Chapitre IV

Le dossier est là, sur la table, dans sa chemise verte, avec, écrit en ronde : « Affaire Silas ». Durtal hésite à l'ouvrir. Il sait parfaitement que le dossier renferme, comme tapis entre les pièces, de nombreux soucis pour lui. S'il l'ouvre, ils se glisseront partout, dans le bureau, dans les couloirs du Gouvernement, dans la colonie. Ils envahiront toute sa vie.

En vain cherche-t-il autour de lui une autre occupation, un prétexte à ne pas ouvrir le dossier. Il allume une cigarette pour se donner du temps. Son regard erre sur la nudité des murs. La salle est comme une cellule de moine. Durtal l'a voulu ainsi, par réaction contre la tiédeur de sa vie. Cette nudité exprime son appétit d'ascétisme, de noblesse. Seul un bougainvillier, juste devant la fenêtre, donne une note d'opulence. Comme toujours lorsqu'il prévoit des difficultés, Durtal s'absorbe à le contempler. Il admire ses fleurs qui sont des feuilles de pourpre. Il les caresse. Il les secoue comme une chevelure.

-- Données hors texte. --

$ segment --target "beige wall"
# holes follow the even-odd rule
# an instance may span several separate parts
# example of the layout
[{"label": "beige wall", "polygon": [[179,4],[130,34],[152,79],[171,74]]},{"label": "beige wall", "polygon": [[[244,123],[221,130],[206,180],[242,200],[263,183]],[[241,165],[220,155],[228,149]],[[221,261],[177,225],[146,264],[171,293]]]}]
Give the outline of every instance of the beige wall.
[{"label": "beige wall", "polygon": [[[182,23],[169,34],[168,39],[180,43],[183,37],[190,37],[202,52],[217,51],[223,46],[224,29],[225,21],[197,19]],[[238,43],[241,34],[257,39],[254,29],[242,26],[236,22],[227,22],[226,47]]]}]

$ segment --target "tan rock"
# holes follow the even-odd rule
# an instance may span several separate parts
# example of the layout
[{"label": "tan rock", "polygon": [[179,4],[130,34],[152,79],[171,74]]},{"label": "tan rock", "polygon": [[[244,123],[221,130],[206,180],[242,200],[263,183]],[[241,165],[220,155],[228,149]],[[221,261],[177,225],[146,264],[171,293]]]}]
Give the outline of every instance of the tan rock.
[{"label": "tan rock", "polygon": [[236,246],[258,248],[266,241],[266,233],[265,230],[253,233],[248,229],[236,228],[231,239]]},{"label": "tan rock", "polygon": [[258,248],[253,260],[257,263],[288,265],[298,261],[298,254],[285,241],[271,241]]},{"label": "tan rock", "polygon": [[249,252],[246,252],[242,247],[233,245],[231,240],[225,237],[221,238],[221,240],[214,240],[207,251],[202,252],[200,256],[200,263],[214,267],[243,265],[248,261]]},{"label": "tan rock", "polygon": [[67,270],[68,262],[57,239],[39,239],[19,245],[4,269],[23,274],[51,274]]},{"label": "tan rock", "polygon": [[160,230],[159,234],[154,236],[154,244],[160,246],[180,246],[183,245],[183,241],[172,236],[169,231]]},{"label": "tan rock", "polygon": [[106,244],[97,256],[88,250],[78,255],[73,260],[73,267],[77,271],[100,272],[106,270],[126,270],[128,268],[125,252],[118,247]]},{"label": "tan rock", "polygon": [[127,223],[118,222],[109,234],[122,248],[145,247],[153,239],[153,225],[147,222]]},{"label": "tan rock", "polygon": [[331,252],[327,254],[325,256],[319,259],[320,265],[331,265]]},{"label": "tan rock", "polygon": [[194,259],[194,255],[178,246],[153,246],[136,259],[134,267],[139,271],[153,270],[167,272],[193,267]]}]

« Allons ! » Durtal se décide. Il ouvre le dossier. Une curieuse impression le gagne, comme si était entré dans la pièce Silas lui-même, l'inquiétant métis. L'homme est là, avec sa graisse et le contraste de ses yeux couchants de gazelle. Il l'entend insinuer une défense plutôt que l'exposer, une défense qui est aussi une tentation. En face de lui, Durtal se carre dans son rôle de fonctionnaire du Gouvernement. Il se veut inflexible, d'autant plus inflexible qu'en fin de compte en haut lieu on le désavouera.

Mais non... le métis n'est pas là. Durtal n'a en face de lui que le dossier.

Que contient-il, ce dossier ? Encore une affaire banale : une contrebande d'arachides et d'alcool avec la Colonie Britannique. Première précaution, Durtal établit une nomenclature précises des pièces, avec descriptions et références. Il sait combien facilement disparaissent les pièces compromettantes à la Colonie.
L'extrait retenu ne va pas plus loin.